Sembra una favola gotica, una di quelle storie che si raccontano per spaventare i bambini. E invece, fu tutto vero. Era luglio del 1949, una notte di luna piena, quando la polizia intervenne a Villa Borghese per placare una scena che aveva dell’incredibile: un uomo guaiva, scavava nel terreno con unghie insanguinate, si lanciava nelle fontane e aggrediva chiunque gli si avvicinasse.
Il suo nome era Pasquale Rossi, ex operaio abruzzese, disoccupato e segnato dalla guerra. Affermava di essere colpito da crisi bestiali durante il plenilunio, sentiva crescere in sé una forza animalesca, inarrestabile, e un calore febbrile che lo spingeva a comportarsi come un lupo. Non era un episodio isolato. Già dal 1946 numerose segnalazioni parlavano di un uomo che ringhiava ai passanti, beveva direttamente dalle fontane pubbliche e si aggirava nei giardini come una bestia notturna. I giornali dell’epoca, tra cui L’Unità e Il Corriere d’Informazione, riportarono i fatti tra l’incredulità e la paura dei cittadini.
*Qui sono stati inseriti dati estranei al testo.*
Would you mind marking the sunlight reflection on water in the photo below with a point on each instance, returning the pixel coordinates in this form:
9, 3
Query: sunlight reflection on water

Dopo l’episodio più eclatante del ’49, Rossi fu internato in manicomio. In seguito, provò a spiegare tutto con un evento traumatico: un morso di cane ricevuto nel 1943, mai curato per via dell’occupazione tedesca a Roma. Quel morso, secondo lui, aveva scatenato la “maledizione”.
Fece persino richiesta di una pensione per “invalidità da licantropia”, che naturalmente non gli fu concessa.
Oggi quella storia si è persa tra le pieghe del tempo, ma ancora qualcuno la ricorda. E ogni tanto, in certe notti di luna piena, a Villa Borghese si dice che si senta ancora un lontano ululato tra gli alberi.